JodTT wrote: » They have started roadworks between Donabate and the Balbriggan exits heading south, and it seems the ground to the left of the hardshoulder is being dug up. I can only assume this is for road-widening?!?!
Posher wrote: » I don't think so. I understand that it's for a service area which I assume means a fuel service station. But I'm not 100% on that.
Praetorian wrote: » I suppose the big problem is that no new projects are starting, and where will the money come from?
tech2 wrote: » There is absolutely no money for new roads after the MUI's are completed. The government are proceeding new roads through the PPP mechanism where the road will be paid back over a period of 30 years on average using toll plazas or shadow tolls. The M1 widening is not top priority either so that will set it back even more. Maybe a decade at least. Next PPP's to go ahead to construction: M17/M18 Q4 2010 M11/N7 Newlands X Q4 2011 N11/N25 Q2 2011 Galway Bypass n/a M20 Cork to Limerick n/a Those dates are very optimistic too maybe give it +2-5 years for most of them.
Praetorian wrote: » Yes that's true, but if you consider we're apparently borrowing 400 million per week just to run the country, then what, 200 million? for a long term investment seems like it would be well worth the price. Not to mention it would probably provide 500 jobs for a year. It's a massive bottleneck on what must be the second busiest motorway in the country after the M50.
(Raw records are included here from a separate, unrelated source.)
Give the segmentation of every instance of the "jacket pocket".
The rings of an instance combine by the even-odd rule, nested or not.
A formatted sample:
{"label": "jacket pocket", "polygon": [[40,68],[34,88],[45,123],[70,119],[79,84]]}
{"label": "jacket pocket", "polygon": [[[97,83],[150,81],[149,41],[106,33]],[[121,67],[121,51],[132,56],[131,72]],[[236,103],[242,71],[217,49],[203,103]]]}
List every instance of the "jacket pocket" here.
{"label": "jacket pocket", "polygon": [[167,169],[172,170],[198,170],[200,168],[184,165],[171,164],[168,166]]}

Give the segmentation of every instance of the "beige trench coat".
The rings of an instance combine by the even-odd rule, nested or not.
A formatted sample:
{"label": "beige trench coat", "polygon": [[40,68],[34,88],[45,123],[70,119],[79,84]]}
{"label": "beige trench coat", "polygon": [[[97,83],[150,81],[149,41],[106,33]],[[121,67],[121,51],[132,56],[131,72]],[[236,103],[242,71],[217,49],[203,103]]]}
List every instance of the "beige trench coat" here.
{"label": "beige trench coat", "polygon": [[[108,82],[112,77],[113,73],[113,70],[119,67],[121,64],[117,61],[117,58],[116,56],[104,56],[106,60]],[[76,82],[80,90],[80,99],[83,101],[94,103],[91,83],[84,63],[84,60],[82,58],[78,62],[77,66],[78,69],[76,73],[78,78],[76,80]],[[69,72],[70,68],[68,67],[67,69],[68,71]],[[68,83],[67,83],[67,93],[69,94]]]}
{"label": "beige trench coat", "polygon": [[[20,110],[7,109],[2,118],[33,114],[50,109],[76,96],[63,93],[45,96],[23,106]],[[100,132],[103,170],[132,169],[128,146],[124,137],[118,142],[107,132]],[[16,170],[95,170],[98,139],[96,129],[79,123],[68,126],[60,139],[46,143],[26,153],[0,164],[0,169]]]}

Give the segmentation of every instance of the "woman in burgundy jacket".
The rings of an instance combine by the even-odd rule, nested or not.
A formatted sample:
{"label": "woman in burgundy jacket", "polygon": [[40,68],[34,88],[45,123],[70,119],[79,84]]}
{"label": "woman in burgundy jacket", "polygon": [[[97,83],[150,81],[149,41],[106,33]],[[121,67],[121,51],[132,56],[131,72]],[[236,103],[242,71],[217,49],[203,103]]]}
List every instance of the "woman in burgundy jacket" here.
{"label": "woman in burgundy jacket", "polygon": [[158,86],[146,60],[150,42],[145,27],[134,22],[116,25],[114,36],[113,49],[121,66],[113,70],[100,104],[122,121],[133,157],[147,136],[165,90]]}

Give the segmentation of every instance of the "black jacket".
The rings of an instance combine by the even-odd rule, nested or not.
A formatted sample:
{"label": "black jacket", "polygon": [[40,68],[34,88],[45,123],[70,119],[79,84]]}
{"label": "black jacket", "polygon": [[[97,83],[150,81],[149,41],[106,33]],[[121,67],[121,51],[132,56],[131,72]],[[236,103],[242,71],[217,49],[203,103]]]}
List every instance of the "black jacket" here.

Aard wrote: » I think the solution here is not "build more road", but rather "build more rail".
BrianD wrote: » Add in bad lane discipline and bad road signage and it's why the jam is there.
antoinolachtnai wrote: » Widening a motorway into the city isn't really going to make much difference to congestion. Improving the junctions might help by getting cars off the road faster onto the M50 in particular. As I understand it, adding extra lanes can actually worsen the situation, because it results in more lane changes. It is the lane changes that cause the delays (because every lane change results in a chain reaction of slowing down in the change-from and sometimes also the change-to lane). There is a literature about this - see http://www.springerlink.com/content/n0476j254041g114/ for example, also a book called 'critical mass' which has a chapter on the subject). If it were up to me, I would widen the M50 in this area alright, putting a 75mph coach lane in the centre. You could combine this with a park and ride or two and have a pretty effective alternative to driving into the city centre.
sdonn wrote: » What the M1 needs is a third lane all right, but it should be for public transport only between peak hours. It would cripple Iarnród Éireann of course though, so it will never happen. DART to drogheda every 5 minutes would be ten times better, with free parking and a few multi-storey carparks along the train line but common sense just doesn't bloody well apply in this godforsaken country.
antoinolachtnai wrote: » That's mostly because there are not that many buses on many US highways. The idea would be to generate extra bus journeys off the back of park-and-ride. The cost of building an extra lane would be enormous. If you make it a general lane or even a carpool-only lane, all you will do is deliver cars to the congested junctions quicker.